What's actually happening is a little bit subtle. First of all, match ergonomics will dereference match scrutinees for you automatically. What's actuall happening is this:
fn delete_method_2(&mut self, val: i32) {
let mut curr = &mut self.head;
loop {
// v Rust inserts this dereference...
match *curr {
None => return,
// vvvvvvv and this borrow automatically
Some(ref mut boxed_node) => {
if boxed_node.val == val {
*curr = boxed_node.next.take();
} else {
curr = &mut boxed_node.next;
}
}
}
}
}
The while let version looks pretty much the same.

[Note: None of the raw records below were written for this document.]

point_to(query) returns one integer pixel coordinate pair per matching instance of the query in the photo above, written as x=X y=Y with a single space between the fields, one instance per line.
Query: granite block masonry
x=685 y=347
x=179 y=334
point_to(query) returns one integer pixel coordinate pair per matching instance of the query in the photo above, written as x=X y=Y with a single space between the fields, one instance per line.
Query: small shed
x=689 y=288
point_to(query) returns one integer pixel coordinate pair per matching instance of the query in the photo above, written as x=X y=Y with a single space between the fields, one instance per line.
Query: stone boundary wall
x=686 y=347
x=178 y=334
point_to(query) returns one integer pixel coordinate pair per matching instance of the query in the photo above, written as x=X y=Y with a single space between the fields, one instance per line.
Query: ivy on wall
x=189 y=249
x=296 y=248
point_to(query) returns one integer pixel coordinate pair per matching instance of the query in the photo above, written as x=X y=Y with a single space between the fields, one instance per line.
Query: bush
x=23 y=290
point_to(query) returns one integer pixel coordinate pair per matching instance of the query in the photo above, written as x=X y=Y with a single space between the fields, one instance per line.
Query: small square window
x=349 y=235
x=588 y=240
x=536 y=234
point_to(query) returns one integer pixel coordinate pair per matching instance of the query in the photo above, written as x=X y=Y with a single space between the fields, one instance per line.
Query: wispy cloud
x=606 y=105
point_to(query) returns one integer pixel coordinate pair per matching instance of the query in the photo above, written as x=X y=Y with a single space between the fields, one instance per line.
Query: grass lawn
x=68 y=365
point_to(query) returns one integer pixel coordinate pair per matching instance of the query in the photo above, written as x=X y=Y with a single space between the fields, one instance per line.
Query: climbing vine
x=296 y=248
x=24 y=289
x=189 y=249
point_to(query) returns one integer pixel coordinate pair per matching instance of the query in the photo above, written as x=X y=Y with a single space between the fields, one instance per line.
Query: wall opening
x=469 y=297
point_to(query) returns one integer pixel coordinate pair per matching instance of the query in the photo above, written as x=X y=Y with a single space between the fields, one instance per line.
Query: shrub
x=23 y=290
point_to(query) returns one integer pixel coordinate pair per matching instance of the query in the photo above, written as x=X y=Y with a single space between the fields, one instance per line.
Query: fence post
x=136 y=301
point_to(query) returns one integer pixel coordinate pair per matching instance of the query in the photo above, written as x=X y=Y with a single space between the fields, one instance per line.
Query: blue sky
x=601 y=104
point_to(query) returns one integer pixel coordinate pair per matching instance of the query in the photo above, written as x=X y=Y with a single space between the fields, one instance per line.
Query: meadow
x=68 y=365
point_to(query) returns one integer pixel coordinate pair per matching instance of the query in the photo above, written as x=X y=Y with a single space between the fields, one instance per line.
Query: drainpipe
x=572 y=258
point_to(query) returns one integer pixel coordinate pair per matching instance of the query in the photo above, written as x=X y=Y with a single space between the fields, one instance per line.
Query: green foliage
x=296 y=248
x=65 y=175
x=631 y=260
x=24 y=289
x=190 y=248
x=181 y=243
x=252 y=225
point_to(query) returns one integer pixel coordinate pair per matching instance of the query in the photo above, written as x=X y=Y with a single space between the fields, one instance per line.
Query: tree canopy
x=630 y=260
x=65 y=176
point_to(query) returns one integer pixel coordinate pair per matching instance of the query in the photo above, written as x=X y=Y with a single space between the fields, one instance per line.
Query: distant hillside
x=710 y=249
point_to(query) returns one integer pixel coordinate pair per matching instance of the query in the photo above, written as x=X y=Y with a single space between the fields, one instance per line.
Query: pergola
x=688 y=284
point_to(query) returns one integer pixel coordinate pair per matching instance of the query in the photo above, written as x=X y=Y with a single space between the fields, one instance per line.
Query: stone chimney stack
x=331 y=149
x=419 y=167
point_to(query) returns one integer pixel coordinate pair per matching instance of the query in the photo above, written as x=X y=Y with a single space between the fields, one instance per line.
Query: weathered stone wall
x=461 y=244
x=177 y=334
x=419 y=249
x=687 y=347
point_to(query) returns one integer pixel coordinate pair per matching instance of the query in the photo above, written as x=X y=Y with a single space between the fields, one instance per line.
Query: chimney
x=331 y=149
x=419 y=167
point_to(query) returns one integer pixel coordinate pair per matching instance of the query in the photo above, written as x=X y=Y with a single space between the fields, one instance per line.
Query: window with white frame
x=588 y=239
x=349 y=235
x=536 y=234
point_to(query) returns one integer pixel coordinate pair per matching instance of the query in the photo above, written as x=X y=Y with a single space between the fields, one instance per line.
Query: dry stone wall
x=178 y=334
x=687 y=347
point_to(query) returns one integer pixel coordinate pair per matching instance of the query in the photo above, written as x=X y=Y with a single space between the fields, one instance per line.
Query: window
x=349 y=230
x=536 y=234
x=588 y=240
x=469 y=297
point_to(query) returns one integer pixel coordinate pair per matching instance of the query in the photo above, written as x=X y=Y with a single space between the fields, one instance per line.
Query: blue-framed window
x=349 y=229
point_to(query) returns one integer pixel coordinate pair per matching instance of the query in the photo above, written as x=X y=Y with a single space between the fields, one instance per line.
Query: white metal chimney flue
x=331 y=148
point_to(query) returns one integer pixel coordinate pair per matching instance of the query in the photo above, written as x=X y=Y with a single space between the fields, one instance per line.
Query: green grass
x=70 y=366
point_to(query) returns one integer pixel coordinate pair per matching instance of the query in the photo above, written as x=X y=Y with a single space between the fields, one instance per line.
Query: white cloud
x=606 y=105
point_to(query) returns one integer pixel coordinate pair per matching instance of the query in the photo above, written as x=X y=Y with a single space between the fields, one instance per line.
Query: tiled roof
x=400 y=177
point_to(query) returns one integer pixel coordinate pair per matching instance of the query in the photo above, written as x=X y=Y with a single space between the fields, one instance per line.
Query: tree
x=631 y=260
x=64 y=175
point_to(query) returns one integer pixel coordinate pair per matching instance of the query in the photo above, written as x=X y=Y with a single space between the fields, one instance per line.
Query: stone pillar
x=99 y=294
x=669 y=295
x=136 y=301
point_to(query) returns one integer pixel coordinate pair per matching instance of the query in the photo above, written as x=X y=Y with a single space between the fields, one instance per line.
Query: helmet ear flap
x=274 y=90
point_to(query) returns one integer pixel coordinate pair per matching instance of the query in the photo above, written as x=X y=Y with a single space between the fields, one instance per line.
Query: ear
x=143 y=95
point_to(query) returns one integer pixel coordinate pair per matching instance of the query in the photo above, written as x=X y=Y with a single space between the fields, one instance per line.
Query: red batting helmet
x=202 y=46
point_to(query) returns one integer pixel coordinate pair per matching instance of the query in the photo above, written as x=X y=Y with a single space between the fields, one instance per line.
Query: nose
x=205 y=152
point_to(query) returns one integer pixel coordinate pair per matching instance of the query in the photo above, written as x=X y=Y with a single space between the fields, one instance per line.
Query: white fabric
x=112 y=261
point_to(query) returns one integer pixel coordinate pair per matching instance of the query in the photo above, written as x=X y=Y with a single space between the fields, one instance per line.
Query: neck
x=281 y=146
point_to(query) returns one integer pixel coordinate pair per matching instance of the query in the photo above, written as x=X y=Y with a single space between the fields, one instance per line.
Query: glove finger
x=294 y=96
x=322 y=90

The problem here is that the line curr = &mut boxed_node.next forces boxed_node to be borrowed for the lifetime of curr. With fake lifetime annotations:
fn delete_method_2(&mut self, val: i32) {
let mut curr = &'curr mut self.head;
loop {
match *curr {
None => return,
Some(ref 'curr mut boxed_node) => {
if boxed_node.val == val {
*curr = boxed_node.next.take();
} else {
// we force the compiler to match this lifetime
// vvvvv exactly
curr = &'curr mut boxed_node.next;
}
}
}
}
}
So because boxed_node has to be borrowed for 'curr, we're not allowed to assign to *curr within that same scope. The borrow checker can't (yet) figure out that the two branches need to borrow boxed_node for different lifetimes.
When you separate the cases into two distinct match arms, however, the compiler can figure out the appropriate lifetimes to borrow boxed_node for in each case:
fn delete_method_2(&mut self, val: i32) {
let mut curr = &'curr mut self.head;
loop {
match *curr {
None => return,
Some(ref '_ mut boxed_node) if boxed_node.val == val => {
*curr = boxed_node.next.take();
}
Some(ref 'curr mut boxed_node) => {
curr = &'curr mut boxed_node.next;
}
}
}
}
In the first case, the compiler just needs to borrow boxed_node for the duration of the take call, after which curr isn't considered borrowed anymore and we can re-assign it.
In the second case, the compiler can borrow boxed_node for the 'curr lifetime.
There are probably a myriad technical mistakes in that explanation, but big picture I think that's what's going on.